Navicular 'disease' is really a group of related conditions affecting the navicular bone and associated structures in the foot. There are several possible causes of pain in and around the navicular bone.
Anatomy of the navicular region
The navicular bone is a small flattened bone, which lies across the back of the coffin joint. It attaches to the pedal bone via a short strong ligament (the impar ligament) and to the pastern joint by 'suspensory' ligaments. The deep digital flexor tendon runs over the lower surface of the navicular bone, that acts somewhat like a 'pulley' and between these lies a small pocket of fluid, the navicular bursa, that acts like a 'cushion' between the tendon and its 'pulley'.
What causes navicular disease?
At present, the exact primary cause of Navicular Syndrome is not known.
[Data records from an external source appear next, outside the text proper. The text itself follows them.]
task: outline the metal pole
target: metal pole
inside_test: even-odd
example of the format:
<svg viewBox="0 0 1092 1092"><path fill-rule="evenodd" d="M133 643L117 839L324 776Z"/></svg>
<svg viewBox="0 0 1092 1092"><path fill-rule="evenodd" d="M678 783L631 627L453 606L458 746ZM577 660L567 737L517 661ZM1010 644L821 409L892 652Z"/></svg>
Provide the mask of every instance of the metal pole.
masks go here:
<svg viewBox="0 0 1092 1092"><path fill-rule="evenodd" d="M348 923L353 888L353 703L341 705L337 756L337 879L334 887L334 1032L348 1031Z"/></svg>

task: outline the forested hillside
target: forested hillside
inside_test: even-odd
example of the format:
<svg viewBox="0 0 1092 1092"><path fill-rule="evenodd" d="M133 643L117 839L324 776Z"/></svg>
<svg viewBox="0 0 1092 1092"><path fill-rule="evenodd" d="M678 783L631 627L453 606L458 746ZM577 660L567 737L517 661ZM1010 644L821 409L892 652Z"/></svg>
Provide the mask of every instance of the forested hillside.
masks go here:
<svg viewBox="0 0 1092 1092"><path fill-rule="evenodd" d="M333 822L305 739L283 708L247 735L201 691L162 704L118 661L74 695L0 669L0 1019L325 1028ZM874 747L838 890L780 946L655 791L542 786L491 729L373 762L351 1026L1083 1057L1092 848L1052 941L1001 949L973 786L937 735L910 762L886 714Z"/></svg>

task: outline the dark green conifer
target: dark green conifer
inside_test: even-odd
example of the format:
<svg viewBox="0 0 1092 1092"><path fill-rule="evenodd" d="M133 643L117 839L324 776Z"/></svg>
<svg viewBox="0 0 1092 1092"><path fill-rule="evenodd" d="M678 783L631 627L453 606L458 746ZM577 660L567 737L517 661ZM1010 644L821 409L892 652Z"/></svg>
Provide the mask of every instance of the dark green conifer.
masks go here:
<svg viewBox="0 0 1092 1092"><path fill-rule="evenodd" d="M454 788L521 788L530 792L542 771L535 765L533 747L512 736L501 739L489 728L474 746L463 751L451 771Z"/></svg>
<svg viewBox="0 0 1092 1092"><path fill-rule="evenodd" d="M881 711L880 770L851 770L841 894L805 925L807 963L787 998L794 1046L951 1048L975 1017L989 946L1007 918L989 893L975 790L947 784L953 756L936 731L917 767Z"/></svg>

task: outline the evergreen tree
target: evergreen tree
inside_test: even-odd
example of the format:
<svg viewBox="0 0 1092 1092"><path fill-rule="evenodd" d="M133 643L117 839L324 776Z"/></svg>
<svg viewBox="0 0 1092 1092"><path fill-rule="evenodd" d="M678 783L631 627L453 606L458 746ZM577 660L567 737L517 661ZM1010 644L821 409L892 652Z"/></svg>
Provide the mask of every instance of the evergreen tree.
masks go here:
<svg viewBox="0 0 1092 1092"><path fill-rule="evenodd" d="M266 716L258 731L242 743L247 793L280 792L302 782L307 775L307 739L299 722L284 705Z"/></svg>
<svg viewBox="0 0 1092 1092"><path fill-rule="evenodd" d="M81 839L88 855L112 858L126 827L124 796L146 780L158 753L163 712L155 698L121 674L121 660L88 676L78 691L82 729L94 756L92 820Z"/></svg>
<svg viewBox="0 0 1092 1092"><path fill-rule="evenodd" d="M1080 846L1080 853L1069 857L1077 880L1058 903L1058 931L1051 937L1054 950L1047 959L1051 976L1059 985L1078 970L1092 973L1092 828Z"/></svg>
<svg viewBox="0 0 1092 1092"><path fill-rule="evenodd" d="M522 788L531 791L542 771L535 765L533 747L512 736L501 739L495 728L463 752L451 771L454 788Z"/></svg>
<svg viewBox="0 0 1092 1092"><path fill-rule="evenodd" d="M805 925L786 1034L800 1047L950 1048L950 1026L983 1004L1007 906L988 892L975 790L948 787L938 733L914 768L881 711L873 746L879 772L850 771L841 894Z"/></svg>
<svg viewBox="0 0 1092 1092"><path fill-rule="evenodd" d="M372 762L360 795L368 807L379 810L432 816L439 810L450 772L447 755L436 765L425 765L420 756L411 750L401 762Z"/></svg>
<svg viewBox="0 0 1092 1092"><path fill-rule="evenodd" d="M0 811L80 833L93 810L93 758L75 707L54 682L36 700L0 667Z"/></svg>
Damage to the navicular bone may occur due to interference with blood supply or trauma to the bone. Damage can occur to the deep flexor tendon, navicular bursa, or navicular ligaments all resulting in pain and lameness.
What are the symptoms?
Navicular disease affects the front feet of horses causing a low grade bilateral lameness, that usually progresses slowly. The lameness might only occur from time to time or when the horse is exercised on hard ground or in a small circle. In some cases, one foot is affected more than the other causing an obvious lameness. Affected horses may stand with the more painful foot in front placed of the other (pointing).
How is navicular disease diagnosed?
Diagnosis is based on a combination of history, symptoms, nerve blocks and radiography. A history of intermittent low grade or recurrent lameness is suggestive of navicular disease. Affected horses often appear to place the toe down first, as if trying not to put weight on their heels (in contrast to laminitis), and the lameness is worse on the inside leg on a circle. Injection of local anesthetic (nerve block) around the nerves sensitizing the back half of the foot and/or into the navicular bursa will improve or alleviate the lameness associated with navicular disease. Some cases also improve when the coffin joint (P2/P3, distal phalangeal or DIP joint) is blocked. Radiographs (x-ray pictures) may reveal damage to the navicular bone but bone changes can be difficult to interpret, as there are differing opinions on what is 'normal'. Navicular syndrome can exist without demonstrable radiographic abnormality and magnetic resonance imagining (MRI) may reveal injury to the impar or other ligaments or soft tissues.
What treatments are available?
Navicular disease can be treated but rarely cured. Corrective trimming and shoeing is important to ensure level foot fall and foot balance. Often a rolled toe egg bar shoe is used to encourage early break over at the toe and good heel support. Medication such as phenylbutazone will elevate pain in many cases and enable work to be resumed. Long term treatment with substances such as isoxsuprine and aspirin may improve blood supply to the navicular bone and improve the condition of the bone. Warfarin used to be a popular treatment. It 'thins' the blood and seems to help some horses although its use can predispose to excessive bleeding after coincidental injury.
Long term desensitization of the back of the foot can be achieved by performing a neurectomy to cut the heel nerves. This treatment should only be considered as a last resort and then only in full recognition of the implications. Post operative complications are common and include rupture of the deep flexor tendon, painful inflammation of the cut nerve endings (neuromas) and damage to the foot that goes unnoticed by horse and owner. Treatment options should be discussed in detail with your veterinarian.
Can navicular disease be prevented?
Horses with all foot shapes can develop navicular disease. Nevertheless, maintaining good foot balance and heel support can help to prevent many foot lamenesses. However not enough is known about the exact cause of navicular disease for prevention to be guaranteed.